A number of cytokines have been reported essential for the reproductive processes, and it has been suggested that a lower index of T-helper1/T-helper2 (Th1/Th2) immune response supports a physiological pregnancy (49). The increased production of Th1 cytokines, such as TNF-α and interferon-γ (IFN-γ), compared with the Th2 cytokine has been linked to recurrent spontaneous abortions (50). TNF-α is a cytokine that is important in inflammation and has been strongly suggested to have a role in cardiovascular disease pathogenesis. TNF-α is also found during most inflammatory stages and can trigger the production of the pro-inflammatory cytokine IL-6 (51). Proinflammatory cytokines have been suggested as markers for OS and LPO (52).

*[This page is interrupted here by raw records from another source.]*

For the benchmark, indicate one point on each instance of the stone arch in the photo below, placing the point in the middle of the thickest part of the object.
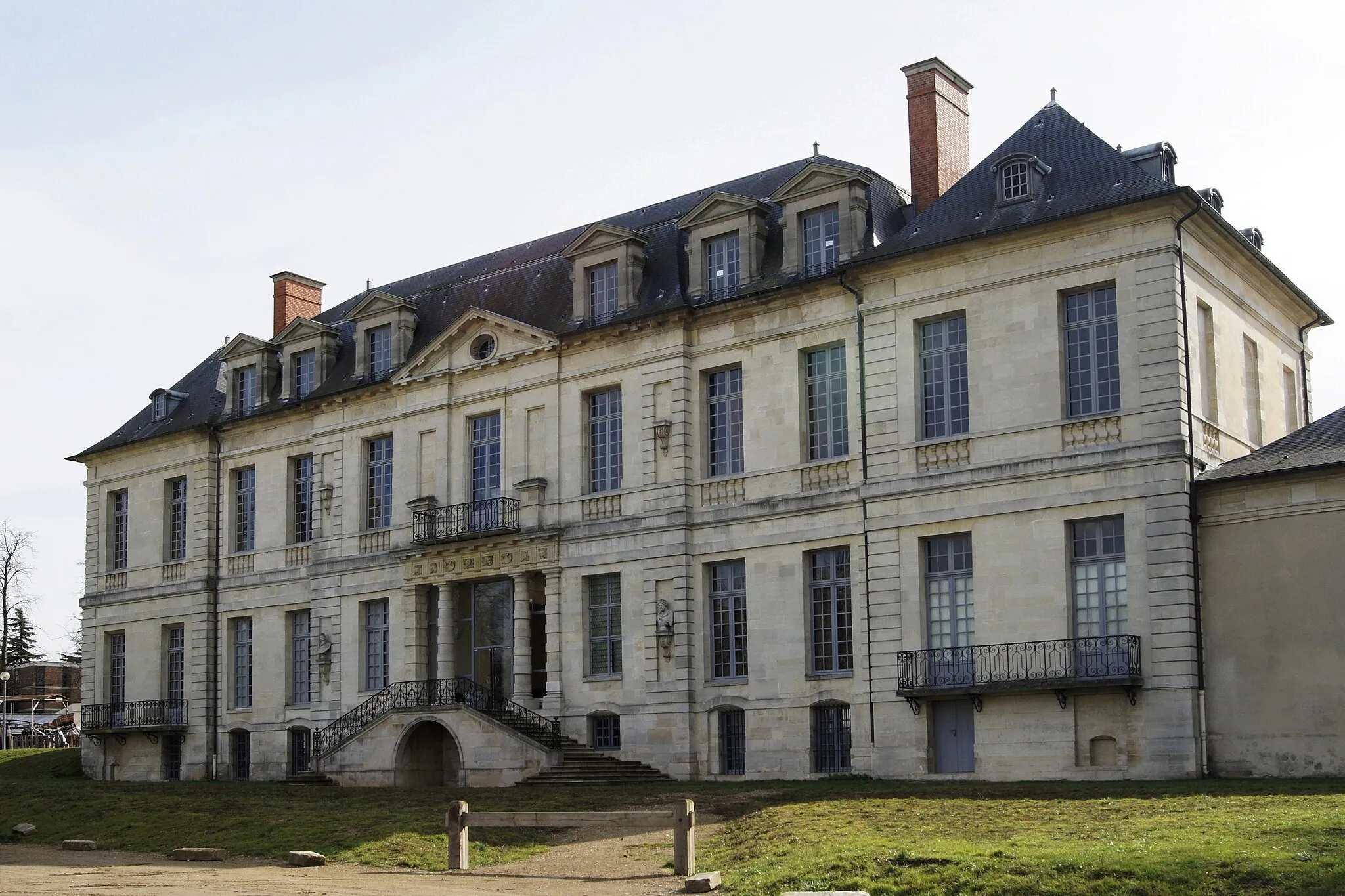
(428, 757)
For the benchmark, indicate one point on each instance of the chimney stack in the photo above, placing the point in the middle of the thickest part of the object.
(295, 297)
(940, 151)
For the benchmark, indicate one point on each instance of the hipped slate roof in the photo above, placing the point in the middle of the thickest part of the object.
(1317, 445)
(530, 284)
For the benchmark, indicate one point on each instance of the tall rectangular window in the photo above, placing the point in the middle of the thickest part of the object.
(377, 645)
(1208, 378)
(242, 662)
(486, 457)
(245, 389)
(603, 293)
(1093, 355)
(606, 441)
(118, 667)
(245, 509)
(734, 742)
(721, 265)
(380, 351)
(378, 479)
(728, 620)
(1098, 555)
(821, 241)
(301, 500)
(304, 372)
(300, 654)
(833, 624)
(1251, 390)
(120, 526)
(178, 519)
(1290, 400)
(724, 418)
(943, 378)
(825, 389)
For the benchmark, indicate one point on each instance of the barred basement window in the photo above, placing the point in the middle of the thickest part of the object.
(831, 738)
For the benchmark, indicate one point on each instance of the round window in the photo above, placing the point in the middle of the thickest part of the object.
(483, 347)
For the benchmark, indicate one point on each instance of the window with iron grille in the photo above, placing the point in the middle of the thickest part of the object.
(378, 344)
(304, 371)
(377, 644)
(242, 662)
(120, 530)
(1093, 356)
(734, 742)
(604, 731)
(118, 667)
(1099, 576)
(178, 519)
(378, 477)
(245, 509)
(301, 528)
(486, 457)
(825, 386)
(604, 597)
(245, 389)
(300, 654)
(821, 241)
(606, 441)
(948, 595)
(724, 416)
(603, 293)
(833, 624)
(721, 265)
(728, 620)
(943, 371)
(240, 754)
(831, 738)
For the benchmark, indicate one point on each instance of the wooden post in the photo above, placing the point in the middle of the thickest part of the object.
(684, 839)
(456, 822)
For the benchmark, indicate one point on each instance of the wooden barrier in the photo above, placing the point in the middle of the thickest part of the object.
(681, 819)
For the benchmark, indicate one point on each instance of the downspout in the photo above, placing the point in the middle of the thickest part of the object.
(1192, 508)
(864, 481)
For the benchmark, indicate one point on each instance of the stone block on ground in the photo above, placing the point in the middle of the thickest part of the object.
(703, 883)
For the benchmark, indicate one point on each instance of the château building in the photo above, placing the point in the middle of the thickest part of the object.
(797, 475)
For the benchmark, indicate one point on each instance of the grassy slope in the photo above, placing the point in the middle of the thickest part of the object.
(887, 837)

It has been demonstrated that TNF-α acts in synergism with other inflammatory cytokines and stimulates the synthesis and release of prostaglandins inducing uterine contractions and the onset of labour (53). It has also been proposed that TNF-α plays an important role in apoptosis. Cytokine receptors, such as tumor necrosis factor-receptor 1 (TNF-R1), have also been associated with miscarriage. This is probably due to their role as apoptotic mediators through pro-inflammatory cytokines, such as TNF-α (54). TNF-α can inhibit the proliferation of human trophoblast cells in vitro (55) and the administration of TNF-α and INF-γ to normal pregnant mice has been shown to lead to abortion (55). Our findings indicated significant increases in the expression levels of TNF-α in placental tissue of RM patients compared with those of HP women. These results are supported by previous findings of the expression of TNF-α in peripheral blood cells (56) and the similar high significant increase in serum TNF-α in RM compared with HP women (28,32). Taken together, these findings suggest that OS and TNF-α have a potential detrimental effect on pregnancy and high levels may play an important role in the pathogenesis of RM.

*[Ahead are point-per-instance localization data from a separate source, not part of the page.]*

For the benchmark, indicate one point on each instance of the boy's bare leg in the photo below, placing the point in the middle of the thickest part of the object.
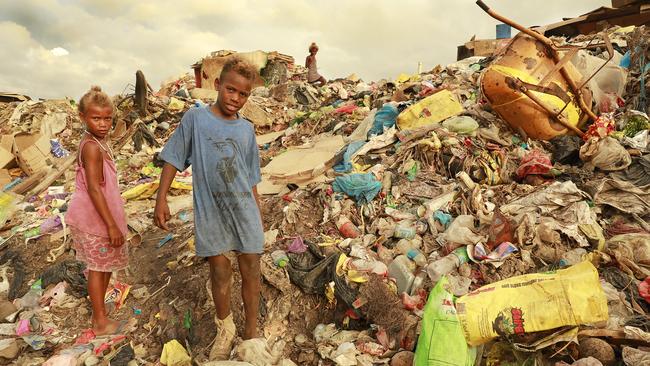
(220, 275)
(249, 266)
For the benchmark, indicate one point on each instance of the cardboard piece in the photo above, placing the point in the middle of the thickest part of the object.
(32, 152)
(5, 178)
(269, 137)
(6, 147)
(301, 165)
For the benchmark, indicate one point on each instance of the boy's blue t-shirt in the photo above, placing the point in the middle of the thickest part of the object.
(225, 167)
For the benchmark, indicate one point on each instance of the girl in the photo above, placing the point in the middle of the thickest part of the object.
(96, 212)
(312, 70)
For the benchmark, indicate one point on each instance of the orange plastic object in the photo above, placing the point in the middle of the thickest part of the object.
(530, 61)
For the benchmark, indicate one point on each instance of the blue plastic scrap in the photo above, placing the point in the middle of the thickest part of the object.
(384, 118)
(361, 187)
(346, 165)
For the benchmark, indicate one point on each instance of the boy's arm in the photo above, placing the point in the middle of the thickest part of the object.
(161, 212)
(257, 201)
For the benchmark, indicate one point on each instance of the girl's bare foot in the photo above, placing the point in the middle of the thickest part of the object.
(106, 326)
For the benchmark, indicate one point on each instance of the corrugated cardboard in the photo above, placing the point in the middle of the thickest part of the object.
(32, 152)
(6, 157)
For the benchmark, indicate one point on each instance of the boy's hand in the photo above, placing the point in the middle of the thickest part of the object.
(161, 213)
(115, 236)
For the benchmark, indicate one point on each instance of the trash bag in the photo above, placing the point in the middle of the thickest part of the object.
(566, 149)
(362, 187)
(621, 195)
(346, 165)
(513, 307)
(606, 154)
(441, 340)
(70, 271)
(311, 272)
(463, 125)
(384, 119)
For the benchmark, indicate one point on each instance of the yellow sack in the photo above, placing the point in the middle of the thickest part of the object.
(533, 303)
(174, 354)
(141, 191)
(432, 109)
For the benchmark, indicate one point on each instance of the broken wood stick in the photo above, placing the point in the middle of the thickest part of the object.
(52, 175)
(29, 182)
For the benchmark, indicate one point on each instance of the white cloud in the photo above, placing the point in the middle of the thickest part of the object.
(108, 40)
(59, 51)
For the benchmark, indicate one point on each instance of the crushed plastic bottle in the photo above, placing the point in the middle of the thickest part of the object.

Cytokines are also known to play an important role in implantation and balance of locally produced pro-inflammatory, and anti-inflammatory cytokines have been previously suggested to be critical for a successful pregnancy (57). Thus, imbalanced cytokine production may occur in early pregnancy loss. TNF-α and IL-6, as inflammatory factors, may have immune-modulatory and anti-inflammatory effects in addition to maintaining the maternal-foetal immune tolerance. Their overexpression could induce several pathologies including RM (58–61). The current results demonstrated that the expression levels of TNF-α and IL-6 in placental tissues of RM patients were significantly higher than those of HP women. To this end, it has been reported that any disturbance in the balance of TNF-α and IL-6 could eventually lead to miscarriage (62,63). It has been previously shown that TNF-α and IL-6 concentrations in murine trophoblasts with recurrent spontaneous abortion are significantly higher than in control group (63). This suggests that TNF-α and IL-6 might play an important role in the embryonic development as well. IL-8 is a pro-inflammatory cytokine that is often associated with inflammation and its secretion is increased by OS, thereby causing recruitment of inflammatory cells and inducing further increase in OS mediators (64). The present results showed upregulated mRNA expression of IL-8 gene in the placental tissue of RM women compared with HP samples. It is thus proposed that the increased mRNA expression levels of pro-inflammatory cytokines in placental tissue could be considered as another causative factor of the pathogenesis of RM.

In conclusion, the current results confirm several previous studies linking OS and RM. Antioxidant and pro-oxidant status might be a useful tool in estimating the risk of OS and associated diseases and they are becoming increasingly important. This is because they may assist in designing strategies for the prevention and management of OS. Such strategies include the use of micronutrient supplements to maintain effective antioxidant defence in women at risk of RM.